Analysis software

This section outlines the data analysis pipeline for the “One pot” Lightning Terminators™ (LT)

Introduction

This section outlines the data analysis pipeline for the “One pot” Lightning Terminators™ (LT) sequencing process. During each sequencing cycle, the Transformer MK3 prototype sequentially activates different LED light excitations. This process captures and stores four monochrome raw images corresponding to each fluorescent dye-labeled LT (Atto647-LT-dT, AF594-LT-dA, AF532-LT-dC, AF488-LT-dG).

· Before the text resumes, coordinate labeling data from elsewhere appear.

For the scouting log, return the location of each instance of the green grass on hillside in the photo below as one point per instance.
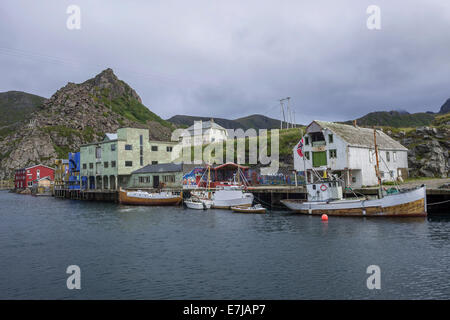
(130, 108)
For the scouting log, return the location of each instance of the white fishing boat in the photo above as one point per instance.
(232, 196)
(325, 197)
(198, 204)
(140, 197)
(255, 209)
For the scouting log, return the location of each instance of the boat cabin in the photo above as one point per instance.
(325, 190)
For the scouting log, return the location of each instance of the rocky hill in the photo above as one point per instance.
(15, 107)
(428, 154)
(398, 119)
(255, 121)
(74, 115)
(445, 108)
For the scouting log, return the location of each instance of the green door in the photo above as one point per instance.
(319, 159)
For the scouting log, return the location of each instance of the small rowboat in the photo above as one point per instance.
(255, 209)
(198, 204)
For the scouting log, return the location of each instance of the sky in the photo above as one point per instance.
(235, 58)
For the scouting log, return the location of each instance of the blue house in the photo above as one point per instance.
(74, 171)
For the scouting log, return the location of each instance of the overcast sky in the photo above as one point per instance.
(237, 57)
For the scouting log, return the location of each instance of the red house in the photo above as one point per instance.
(24, 177)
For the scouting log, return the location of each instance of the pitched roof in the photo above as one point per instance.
(207, 125)
(360, 137)
(111, 136)
(163, 167)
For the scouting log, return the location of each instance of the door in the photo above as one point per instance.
(155, 181)
(319, 159)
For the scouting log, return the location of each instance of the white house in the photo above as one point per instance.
(204, 132)
(349, 152)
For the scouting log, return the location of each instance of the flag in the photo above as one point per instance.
(299, 148)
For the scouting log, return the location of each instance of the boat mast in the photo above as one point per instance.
(376, 157)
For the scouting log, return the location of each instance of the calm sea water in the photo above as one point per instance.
(174, 253)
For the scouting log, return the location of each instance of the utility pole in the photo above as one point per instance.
(282, 113)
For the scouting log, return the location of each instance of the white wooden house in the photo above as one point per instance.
(348, 151)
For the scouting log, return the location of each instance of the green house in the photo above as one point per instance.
(165, 175)
(108, 164)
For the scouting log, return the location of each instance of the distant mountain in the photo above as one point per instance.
(395, 119)
(255, 121)
(76, 114)
(16, 106)
(445, 108)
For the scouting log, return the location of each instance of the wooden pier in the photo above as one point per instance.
(438, 200)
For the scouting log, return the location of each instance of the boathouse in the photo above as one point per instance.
(348, 151)
(24, 177)
(164, 175)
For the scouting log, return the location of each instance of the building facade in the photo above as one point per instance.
(348, 151)
(165, 175)
(204, 132)
(61, 173)
(74, 171)
(108, 164)
(24, 177)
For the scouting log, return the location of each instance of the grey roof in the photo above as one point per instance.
(163, 167)
(207, 125)
(361, 137)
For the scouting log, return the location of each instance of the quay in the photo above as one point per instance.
(438, 200)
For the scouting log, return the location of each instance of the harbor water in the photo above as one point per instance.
(127, 252)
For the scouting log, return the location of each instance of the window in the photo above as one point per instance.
(332, 153)
(98, 152)
(169, 178)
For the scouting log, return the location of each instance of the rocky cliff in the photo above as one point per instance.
(428, 154)
(74, 115)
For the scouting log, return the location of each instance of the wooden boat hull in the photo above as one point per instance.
(407, 204)
(248, 210)
(203, 205)
(125, 199)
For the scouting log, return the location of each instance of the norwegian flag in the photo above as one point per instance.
(299, 148)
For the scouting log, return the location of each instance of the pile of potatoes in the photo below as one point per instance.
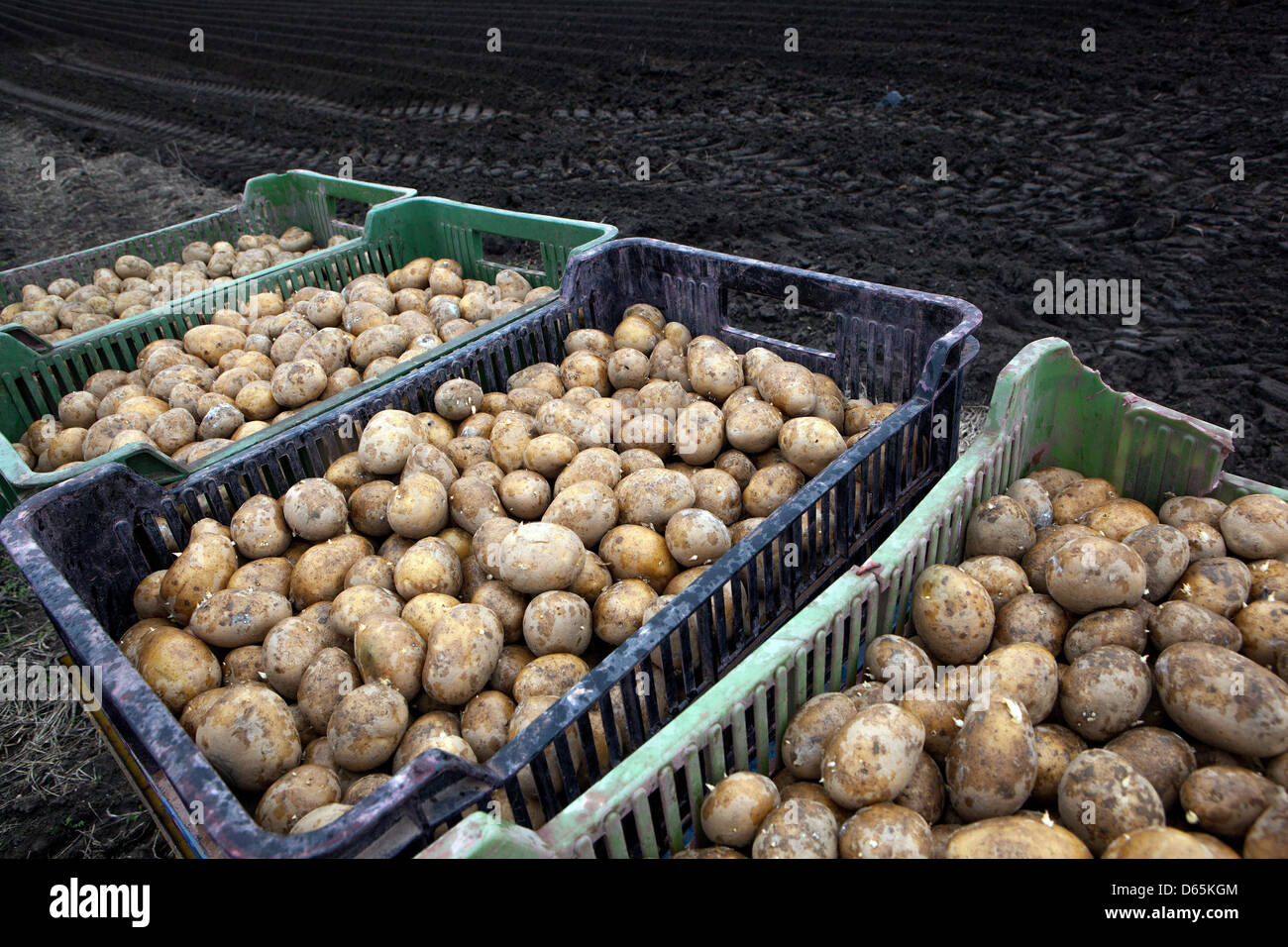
(1095, 680)
(257, 367)
(132, 285)
(447, 581)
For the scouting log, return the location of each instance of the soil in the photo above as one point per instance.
(1113, 163)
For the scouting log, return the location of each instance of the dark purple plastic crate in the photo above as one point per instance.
(84, 545)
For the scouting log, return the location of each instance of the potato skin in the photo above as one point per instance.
(462, 652)
(1104, 692)
(953, 613)
(250, 737)
(232, 617)
(295, 793)
(1000, 526)
(733, 810)
(1224, 698)
(366, 727)
(1090, 574)
(885, 830)
(1016, 836)
(809, 732)
(1162, 757)
(872, 757)
(993, 762)
(1102, 796)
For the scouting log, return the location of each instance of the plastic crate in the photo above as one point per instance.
(269, 204)
(1047, 408)
(84, 545)
(31, 381)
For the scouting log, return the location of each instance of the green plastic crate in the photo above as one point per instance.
(269, 204)
(33, 382)
(1047, 408)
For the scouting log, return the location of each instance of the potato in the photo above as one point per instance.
(320, 818)
(696, 538)
(202, 569)
(484, 723)
(387, 438)
(1224, 698)
(295, 793)
(992, 763)
(1227, 800)
(329, 677)
(1000, 526)
(390, 651)
(557, 621)
(210, 342)
(1205, 541)
(636, 552)
(1048, 541)
(232, 617)
(872, 757)
(524, 493)
(1263, 626)
(417, 506)
(549, 674)
(473, 501)
(250, 737)
(940, 709)
(797, 828)
(147, 596)
(1256, 526)
(1003, 578)
(462, 652)
(1267, 835)
(1107, 626)
(809, 732)
(1016, 836)
(1024, 671)
(1158, 841)
(885, 830)
(651, 497)
(176, 667)
(618, 611)
(429, 566)
(589, 508)
(1184, 621)
(1166, 554)
(952, 613)
(514, 659)
(1034, 499)
(1081, 496)
(1056, 746)
(901, 663)
(540, 557)
(771, 487)
(366, 727)
(733, 810)
(1220, 585)
(789, 386)
(314, 509)
(1104, 692)
(320, 571)
(1090, 574)
(1103, 796)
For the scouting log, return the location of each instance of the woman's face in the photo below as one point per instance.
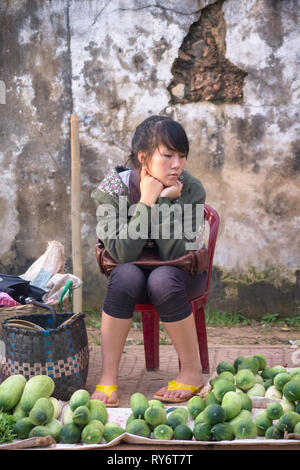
(166, 165)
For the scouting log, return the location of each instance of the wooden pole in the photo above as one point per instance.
(76, 210)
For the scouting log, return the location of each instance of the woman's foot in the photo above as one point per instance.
(193, 379)
(107, 394)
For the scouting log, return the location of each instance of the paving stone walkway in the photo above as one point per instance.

The total number of images generated is equal to the number of cycles multiplied by four, representing the four distinct color channels.

Image Processing

The image processing module performs several critical functions:

  • Reading and Cropping raw images
  • Noise Reduction: Image binning and filtering
  • Correction Procedures: magnification correction, background normalization across different color channels, light illumination uniformity correction, cycle to cycle image registration (translation, rotation)
  • Defect Removal: Processes the well-registered images to eliminate surface scattering defects.
  • ROI Detection and Intensity Extraction: Utilizes the first cycle image set to identify each DNA cluster’s centroid (Region of Interest, ROI) and extracts intensity values at each cycle for subsequent analysis.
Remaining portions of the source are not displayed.